Tuesday, January 11, 2011

Swing and a miss.....

That tingle in my nose is back and I am not sure I can stop it this time.  I am praying I make it through the last half hour of work so I can go have a big cry in my car.

After getting cramp like pangs this morning, I just knew I was going to get my period.  I kept trying to stay positive and tell myself, "Maybe it is just implantation bleeding.  Don't stress out."  Who was I kidding.  I know my body so well.  I know every pain, twinge, and need, and this was for sure AF.

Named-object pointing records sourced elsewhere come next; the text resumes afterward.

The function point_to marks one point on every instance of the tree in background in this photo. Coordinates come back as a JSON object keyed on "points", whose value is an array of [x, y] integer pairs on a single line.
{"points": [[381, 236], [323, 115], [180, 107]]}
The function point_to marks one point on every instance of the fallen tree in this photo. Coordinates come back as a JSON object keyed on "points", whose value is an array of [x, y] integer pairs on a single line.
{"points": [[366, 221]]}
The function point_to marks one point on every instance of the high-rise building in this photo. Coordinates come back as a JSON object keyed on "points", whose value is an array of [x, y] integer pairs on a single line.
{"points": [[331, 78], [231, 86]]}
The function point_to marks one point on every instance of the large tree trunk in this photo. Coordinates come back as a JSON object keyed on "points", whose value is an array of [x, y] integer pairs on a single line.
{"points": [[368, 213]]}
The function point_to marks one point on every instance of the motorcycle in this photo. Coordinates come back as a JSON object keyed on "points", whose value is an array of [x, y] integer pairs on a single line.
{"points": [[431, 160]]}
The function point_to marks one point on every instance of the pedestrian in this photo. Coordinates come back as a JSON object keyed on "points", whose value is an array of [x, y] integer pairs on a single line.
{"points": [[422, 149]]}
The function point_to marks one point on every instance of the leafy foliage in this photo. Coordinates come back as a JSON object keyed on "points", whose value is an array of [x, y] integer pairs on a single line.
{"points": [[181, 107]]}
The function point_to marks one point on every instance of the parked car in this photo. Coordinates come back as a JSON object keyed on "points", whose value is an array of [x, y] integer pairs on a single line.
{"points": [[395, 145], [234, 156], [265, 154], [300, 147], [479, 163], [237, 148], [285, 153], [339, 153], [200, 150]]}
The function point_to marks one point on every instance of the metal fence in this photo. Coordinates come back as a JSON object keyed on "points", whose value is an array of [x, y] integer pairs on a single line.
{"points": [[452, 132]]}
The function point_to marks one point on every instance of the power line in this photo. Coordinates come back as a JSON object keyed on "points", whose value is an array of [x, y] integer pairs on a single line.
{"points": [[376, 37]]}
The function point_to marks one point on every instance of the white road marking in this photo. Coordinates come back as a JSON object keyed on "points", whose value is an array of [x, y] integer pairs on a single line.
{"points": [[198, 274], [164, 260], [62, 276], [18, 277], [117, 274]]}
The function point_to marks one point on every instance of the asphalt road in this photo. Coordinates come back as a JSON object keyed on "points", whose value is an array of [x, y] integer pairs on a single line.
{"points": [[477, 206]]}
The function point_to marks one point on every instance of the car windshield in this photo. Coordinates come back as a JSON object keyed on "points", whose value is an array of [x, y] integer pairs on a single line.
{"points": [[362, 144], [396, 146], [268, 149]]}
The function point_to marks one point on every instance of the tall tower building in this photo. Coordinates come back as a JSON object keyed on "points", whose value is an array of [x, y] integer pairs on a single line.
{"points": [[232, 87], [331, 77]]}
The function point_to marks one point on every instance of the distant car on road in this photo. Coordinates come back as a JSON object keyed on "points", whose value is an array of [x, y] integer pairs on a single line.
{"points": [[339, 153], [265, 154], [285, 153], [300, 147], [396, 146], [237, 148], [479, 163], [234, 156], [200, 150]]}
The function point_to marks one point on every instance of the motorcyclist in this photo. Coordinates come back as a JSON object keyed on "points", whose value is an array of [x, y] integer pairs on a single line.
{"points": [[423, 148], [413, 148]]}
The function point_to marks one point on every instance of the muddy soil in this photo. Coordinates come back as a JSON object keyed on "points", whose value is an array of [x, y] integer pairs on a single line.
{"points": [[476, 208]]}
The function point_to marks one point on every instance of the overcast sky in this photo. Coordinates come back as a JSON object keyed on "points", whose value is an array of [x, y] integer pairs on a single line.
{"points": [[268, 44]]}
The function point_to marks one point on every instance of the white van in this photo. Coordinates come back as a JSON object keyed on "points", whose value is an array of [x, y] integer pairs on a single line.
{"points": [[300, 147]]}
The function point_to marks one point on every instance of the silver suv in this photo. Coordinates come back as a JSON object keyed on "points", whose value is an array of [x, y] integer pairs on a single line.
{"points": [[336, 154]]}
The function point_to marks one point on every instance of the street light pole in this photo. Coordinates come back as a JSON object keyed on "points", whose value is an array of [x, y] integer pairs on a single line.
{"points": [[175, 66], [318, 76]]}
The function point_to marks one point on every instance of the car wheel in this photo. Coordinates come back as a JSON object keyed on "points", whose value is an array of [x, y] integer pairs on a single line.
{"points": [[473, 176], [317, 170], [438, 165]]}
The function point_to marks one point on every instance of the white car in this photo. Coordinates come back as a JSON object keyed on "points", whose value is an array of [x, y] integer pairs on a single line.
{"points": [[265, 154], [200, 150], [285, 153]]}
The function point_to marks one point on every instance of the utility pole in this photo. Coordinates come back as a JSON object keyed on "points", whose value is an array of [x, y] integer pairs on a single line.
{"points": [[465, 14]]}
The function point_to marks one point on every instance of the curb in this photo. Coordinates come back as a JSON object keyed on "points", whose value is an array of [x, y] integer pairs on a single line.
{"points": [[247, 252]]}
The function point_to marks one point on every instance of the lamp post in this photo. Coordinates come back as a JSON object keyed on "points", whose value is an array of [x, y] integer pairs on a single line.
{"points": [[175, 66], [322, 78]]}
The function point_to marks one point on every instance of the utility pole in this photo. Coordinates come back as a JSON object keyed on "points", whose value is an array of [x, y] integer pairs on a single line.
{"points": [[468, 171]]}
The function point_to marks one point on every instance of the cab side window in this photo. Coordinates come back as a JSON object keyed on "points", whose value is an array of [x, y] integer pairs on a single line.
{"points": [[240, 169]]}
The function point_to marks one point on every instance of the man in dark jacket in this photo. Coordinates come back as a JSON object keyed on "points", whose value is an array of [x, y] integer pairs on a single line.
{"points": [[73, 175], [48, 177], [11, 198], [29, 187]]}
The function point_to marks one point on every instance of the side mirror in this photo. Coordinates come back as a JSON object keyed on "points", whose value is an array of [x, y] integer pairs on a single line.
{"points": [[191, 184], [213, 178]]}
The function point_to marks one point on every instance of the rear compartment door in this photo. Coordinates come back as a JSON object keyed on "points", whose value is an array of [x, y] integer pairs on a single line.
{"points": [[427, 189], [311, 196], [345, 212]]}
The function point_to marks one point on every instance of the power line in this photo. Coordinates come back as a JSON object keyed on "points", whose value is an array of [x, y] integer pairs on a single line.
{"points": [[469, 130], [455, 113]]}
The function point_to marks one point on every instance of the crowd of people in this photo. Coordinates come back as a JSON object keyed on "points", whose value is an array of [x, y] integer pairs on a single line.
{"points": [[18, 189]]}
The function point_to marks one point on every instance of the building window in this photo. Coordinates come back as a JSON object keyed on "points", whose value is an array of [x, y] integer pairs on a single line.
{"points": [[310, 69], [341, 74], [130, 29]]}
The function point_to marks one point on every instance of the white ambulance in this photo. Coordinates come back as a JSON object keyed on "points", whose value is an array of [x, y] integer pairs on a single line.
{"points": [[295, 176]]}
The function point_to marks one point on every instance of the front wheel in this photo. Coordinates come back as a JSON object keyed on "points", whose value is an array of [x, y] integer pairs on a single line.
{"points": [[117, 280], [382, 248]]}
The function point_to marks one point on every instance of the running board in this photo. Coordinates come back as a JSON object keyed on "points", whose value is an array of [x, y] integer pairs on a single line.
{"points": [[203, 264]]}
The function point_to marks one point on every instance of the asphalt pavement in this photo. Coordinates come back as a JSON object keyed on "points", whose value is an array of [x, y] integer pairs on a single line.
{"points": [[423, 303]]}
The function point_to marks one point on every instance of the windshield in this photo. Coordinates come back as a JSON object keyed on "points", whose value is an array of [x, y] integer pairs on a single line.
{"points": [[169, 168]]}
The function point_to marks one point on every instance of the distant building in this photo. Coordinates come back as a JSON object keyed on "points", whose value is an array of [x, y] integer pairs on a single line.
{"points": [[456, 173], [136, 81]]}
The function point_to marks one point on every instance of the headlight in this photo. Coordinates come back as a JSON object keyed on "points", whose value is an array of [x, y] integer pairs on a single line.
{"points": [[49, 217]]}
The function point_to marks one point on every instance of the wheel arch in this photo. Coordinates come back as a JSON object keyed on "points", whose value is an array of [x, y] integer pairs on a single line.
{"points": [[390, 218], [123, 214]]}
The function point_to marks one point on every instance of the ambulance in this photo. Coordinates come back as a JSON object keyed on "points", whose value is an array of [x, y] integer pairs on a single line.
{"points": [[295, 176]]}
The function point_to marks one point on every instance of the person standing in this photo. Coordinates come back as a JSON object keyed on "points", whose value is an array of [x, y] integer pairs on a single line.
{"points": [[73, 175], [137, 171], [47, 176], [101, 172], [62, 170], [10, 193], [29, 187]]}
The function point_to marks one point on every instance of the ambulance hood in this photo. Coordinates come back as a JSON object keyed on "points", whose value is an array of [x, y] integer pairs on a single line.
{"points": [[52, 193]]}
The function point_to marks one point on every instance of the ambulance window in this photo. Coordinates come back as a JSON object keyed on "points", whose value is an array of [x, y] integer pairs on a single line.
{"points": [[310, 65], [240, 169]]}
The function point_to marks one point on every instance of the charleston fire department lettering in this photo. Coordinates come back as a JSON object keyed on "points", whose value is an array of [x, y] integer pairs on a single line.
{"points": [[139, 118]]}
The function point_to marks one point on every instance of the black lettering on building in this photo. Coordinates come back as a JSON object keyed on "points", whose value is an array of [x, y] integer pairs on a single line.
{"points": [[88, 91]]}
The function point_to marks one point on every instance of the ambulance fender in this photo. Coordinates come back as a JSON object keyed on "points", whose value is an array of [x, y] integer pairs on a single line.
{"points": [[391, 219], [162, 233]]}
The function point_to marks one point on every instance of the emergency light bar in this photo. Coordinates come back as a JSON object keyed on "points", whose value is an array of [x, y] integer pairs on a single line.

I saw pink when I went to the bathroom this morning, but this at 2pm, there it was.  In all of its crimson fury.  I guess I am not surprised that the first IUI wasn't successful.  I had looked at success rates and it wasn't too promising.  I kept telling myself before the procedure that I wasn't going to get excited, I would just see what happens, but damnit!  I was excited.  After the HSG, and learning how awesome Robert's sperm was, I was just so sure that this would work.  Robert and I talked it over and we decided that we would try the Letrozole/IUI for one more cycle and see what happens.  Then we may just stop all treatment and try naturally.
I know I am a tough chick, but I will tell you what, I didn't realize until now, how much this was wearing on me.  It is starting to take its toll.  I had to call Doc Sebastian and I am waiting for his nurse to call back.  She is so awesome and I am really hoping I can hold it together while I talk to her; I doubt it though.

I am still going to take an HPT in the morning to be sure, but this is really a no brainer.

I am going to continue with my "It sucks today but I will be fine tomorrow," routine.  But yea, today, it really sucks and all I want to do is cry.  Life really just isn't fair sometimes.